Klimatolodzy od kilku lat biją na alarm. Z pogodą dzieje się coś dziwnego: coraz trudniej przewidzieć, kiedy będzie ciepło, a kiedy chwyci mróz. Śniegi w listopadzie? To możliwe! Ulewne deszcze w styczniu? Tego też nikt nie może wykluczyć. Co to ma wspólnego z oponami? Wiele!
Od lat firmy oponiarskie coraz skuteczniej przekonują nas do korzystania z ogumienia sezonowego czyli przystosowanego do konkretnych warunków pogodowych.
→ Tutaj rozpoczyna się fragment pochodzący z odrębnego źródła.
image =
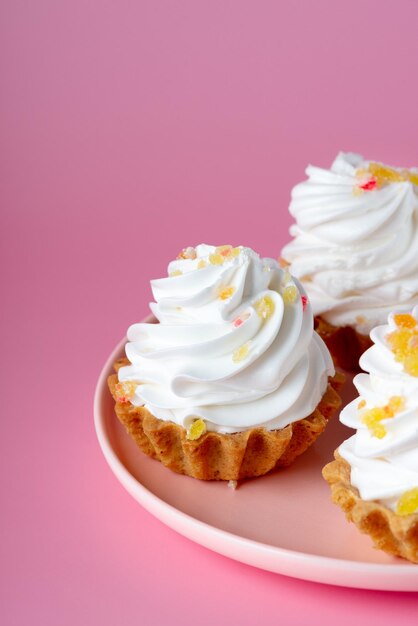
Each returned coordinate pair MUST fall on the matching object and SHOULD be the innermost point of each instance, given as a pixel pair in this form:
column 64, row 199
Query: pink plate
column 283, row 522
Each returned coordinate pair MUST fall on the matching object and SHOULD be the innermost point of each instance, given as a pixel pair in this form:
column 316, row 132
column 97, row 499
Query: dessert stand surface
column 283, row 522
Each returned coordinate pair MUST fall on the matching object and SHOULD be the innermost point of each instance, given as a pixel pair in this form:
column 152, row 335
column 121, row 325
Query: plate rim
column 316, row 568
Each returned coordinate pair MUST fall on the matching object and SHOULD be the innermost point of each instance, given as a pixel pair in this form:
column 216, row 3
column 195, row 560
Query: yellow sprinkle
column 264, row 307
column 408, row 502
column 225, row 292
column 241, row 353
column 385, row 174
column 405, row 320
column 216, row 259
column 196, row 430
column 372, row 417
column 411, row 364
column 290, row 294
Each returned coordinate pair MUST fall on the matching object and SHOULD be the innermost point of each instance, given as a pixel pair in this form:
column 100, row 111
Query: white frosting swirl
column 185, row 365
column 383, row 469
column 356, row 254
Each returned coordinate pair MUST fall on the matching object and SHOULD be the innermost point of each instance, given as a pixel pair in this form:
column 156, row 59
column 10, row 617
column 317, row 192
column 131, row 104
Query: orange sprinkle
column 405, row 320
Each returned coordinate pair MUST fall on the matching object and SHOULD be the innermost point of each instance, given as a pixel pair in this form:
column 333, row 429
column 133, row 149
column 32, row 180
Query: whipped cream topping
column 235, row 345
column 355, row 245
column 383, row 467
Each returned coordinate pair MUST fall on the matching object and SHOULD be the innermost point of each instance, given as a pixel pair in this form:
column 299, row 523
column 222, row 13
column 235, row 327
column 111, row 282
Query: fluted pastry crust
column 216, row 456
column 345, row 344
column 395, row 534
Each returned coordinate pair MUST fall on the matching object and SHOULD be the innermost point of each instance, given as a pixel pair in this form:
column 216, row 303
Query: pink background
column 130, row 129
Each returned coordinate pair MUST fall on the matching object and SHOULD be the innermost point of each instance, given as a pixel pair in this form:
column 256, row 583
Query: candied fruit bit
column 372, row 417
column 369, row 185
column 413, row 342
column 384, row 174
column 196, row 430
column 405, row 320
column 411, row 364
column 398, row 341
column 125, row 391
column 408, row 502
column 216, row 259
column 240, row 320
column 187, row 253
column 241, row 353
column 225, row 293
column 289, row 294
column 395, row 404
column 264, row 307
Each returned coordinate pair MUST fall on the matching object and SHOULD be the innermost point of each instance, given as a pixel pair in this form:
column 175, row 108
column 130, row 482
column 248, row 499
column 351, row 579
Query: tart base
column 216, row 456
column 345, row 344
column 392, row 533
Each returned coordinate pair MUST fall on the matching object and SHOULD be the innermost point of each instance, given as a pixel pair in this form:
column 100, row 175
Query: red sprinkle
column 369, row 185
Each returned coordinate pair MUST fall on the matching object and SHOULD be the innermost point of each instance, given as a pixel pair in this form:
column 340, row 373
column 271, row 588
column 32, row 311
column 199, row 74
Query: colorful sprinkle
column 187, row 253
column 224, row 293
column 125, row 391
column 290, row 294
column 241, row 353
column 196, row 430
column 377, row 175
column 408, row 502
column 264, row 307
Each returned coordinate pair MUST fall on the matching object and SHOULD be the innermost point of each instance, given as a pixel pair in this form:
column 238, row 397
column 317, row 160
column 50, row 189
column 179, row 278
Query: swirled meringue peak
column 383, row 454
column 235, row 346
column 355, row 246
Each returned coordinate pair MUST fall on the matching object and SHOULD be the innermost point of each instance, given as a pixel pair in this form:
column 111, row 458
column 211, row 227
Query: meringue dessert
column 355, row 249
column 233, row 381
column 374, row 477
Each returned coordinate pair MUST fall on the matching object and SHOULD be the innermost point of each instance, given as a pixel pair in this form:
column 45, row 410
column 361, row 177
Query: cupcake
column 233, row 381
column 355, row 249
column 374, row 477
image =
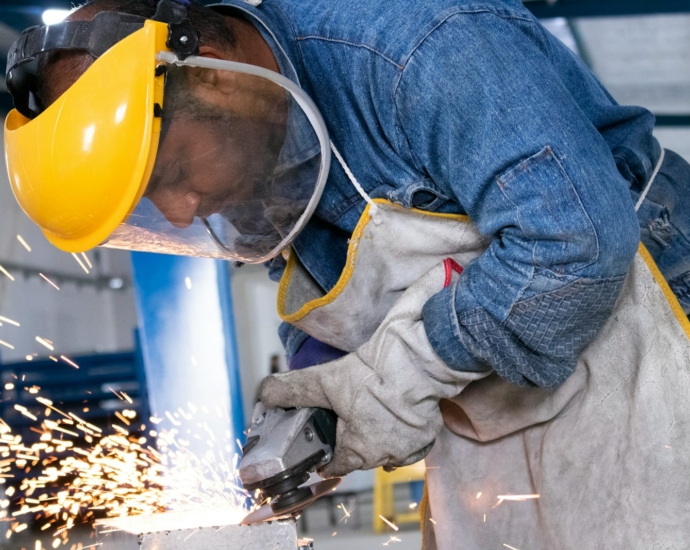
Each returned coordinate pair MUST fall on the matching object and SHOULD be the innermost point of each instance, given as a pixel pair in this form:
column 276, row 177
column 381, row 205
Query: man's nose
column 177, row 207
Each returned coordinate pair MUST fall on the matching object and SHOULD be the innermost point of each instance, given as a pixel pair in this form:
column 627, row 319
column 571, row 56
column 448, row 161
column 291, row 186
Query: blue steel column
column 188, row 337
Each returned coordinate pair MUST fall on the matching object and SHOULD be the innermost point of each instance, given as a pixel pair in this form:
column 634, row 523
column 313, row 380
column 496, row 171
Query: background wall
column 78, row 319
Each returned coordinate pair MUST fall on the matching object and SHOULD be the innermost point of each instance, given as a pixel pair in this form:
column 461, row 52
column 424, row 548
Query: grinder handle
column 324, row 424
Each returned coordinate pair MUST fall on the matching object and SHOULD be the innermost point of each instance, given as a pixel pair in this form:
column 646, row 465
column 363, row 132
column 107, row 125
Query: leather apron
column 607, row 452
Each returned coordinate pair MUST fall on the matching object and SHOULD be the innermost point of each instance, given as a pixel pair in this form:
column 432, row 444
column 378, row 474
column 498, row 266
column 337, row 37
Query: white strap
column 373, row 207
column 647, row 187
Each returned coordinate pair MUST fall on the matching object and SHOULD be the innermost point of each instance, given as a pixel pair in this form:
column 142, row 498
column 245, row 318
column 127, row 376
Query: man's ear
column 210, row 51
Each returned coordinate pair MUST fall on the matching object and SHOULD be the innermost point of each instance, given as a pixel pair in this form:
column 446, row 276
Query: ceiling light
column 50, row 17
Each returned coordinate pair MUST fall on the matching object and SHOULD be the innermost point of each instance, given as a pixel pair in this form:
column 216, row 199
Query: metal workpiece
column 275, row 535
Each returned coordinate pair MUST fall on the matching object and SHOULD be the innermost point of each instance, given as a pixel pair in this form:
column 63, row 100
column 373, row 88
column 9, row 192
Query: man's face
column 207, row 163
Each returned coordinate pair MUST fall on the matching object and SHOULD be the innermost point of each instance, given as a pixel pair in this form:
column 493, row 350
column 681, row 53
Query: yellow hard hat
column 156, row 149
column 79, row 167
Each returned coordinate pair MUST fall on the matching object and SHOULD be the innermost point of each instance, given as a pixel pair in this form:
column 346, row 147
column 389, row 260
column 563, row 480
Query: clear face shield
column 242, row 160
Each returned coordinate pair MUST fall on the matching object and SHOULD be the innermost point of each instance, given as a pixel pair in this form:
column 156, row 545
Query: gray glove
column 386, row 394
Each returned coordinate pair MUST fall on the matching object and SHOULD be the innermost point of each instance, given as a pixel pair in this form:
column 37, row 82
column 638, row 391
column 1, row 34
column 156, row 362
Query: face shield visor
column 195, row 156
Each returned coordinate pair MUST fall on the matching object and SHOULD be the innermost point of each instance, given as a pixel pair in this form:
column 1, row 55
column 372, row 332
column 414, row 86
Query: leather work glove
column 386, row 394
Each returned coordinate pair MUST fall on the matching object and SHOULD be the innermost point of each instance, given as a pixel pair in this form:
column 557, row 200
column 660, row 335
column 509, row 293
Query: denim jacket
column 470, row 106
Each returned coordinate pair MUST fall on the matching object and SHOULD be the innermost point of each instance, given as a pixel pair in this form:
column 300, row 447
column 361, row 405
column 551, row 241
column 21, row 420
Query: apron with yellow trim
column 607, row 452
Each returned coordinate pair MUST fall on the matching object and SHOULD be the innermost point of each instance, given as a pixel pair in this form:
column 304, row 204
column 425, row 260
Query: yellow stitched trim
column 668, row 293
column 349, row 263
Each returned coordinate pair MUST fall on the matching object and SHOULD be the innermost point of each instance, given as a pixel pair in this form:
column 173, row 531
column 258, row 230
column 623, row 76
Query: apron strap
column 373, row 207
column 647, row 187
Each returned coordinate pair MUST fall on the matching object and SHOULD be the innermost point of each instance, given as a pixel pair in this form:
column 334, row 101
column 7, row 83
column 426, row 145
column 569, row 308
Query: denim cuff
column 439, row 319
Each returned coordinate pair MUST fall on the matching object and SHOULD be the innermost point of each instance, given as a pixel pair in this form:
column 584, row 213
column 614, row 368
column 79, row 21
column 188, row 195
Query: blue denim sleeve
column 488, row 118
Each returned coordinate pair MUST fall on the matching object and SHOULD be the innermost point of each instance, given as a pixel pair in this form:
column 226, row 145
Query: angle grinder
column 283, row 447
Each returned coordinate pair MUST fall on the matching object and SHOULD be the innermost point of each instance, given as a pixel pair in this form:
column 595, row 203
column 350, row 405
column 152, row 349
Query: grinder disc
column 265, row 513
Problem polega na tym, że im lepiej opona sprawdza się na śniegu, tym gorzej zachowuje się na asfalcie. I odwrotnie –gumy doskonałe do szybkiej jazdy po suchych nawierzchniach nie mają szans w zetknięciu z cieniutką choćby warstewką śniegu na drodze.
Oponiarze radzą montować „zimówki”, kiedy średnia dobowa temperatura spadnie poniżej 7 °C, bo w
takich warunkach ryzyko wystąpienia porannych przymrozków jest już duże. Niestety, zapominają o tym, że jesienią olbrzymie jest również prawdopodobieństwo opadów deszczu. Tymczasem na mokrej nawierzchni opony zimowe w porównaniu z ogumieniem letnim radzą sobie fatalnie, wydłużając drogę hamowania nawet o kilkadziesiąt procent!
Z powyższych powodów po raz kolejny postanowiliśmy sprawdzić, czy są na rynku opony, które zachowują się dobrze w każdych warunkach?Czy przy zachowaniu rozsądnego marginesu bezpieczeństwa można zrezygnowaćz uciążliwości i wydatków związanych z sezonową wymianą kół?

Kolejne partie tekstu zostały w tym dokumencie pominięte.